238. De l’ensemble des considérations qui précèdent, la Cour déduit que, compte tenu à la fois du cadre juridique en vigueur à l’époque des faits et de l’application qui en a été faite en l’espèce, l’approche adoptée dans la présente affaire par les juges internes qui n’ont pas pris en considération, de manière adéquate, les facteurs de particulière vulnérabilité de la requérante et les effets des circonstances environnantes pour évaluer la réalité de son consentement, n’était pas à même de lui garantir une protection appropriée.

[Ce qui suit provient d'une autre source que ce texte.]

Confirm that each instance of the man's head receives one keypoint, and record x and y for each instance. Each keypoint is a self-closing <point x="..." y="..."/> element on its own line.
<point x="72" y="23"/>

δ) Requête no 39759/22 (M.L. c. France)
239. M.L. étant mineure de plus de 15 ans à la date des faits dénoncés, le cadre juridique applicable était fixé par les dispositions des articles 222-23 et 222-22-1 du CP (paragraphes 91 et 94 ci-dessus). Selon ces dispositions, la contrainte morale ou la surprise peuvent être caractérisées par un écart d’âge significatif entre l’auteur majeur et la victime mineure. Dans la présente affaire, les juridictions internes ont écarté cette hypothèse, en raison du faible écart d’âge entre la requérante (16 ans) et la personne mise en cause (tout juste 18 ans).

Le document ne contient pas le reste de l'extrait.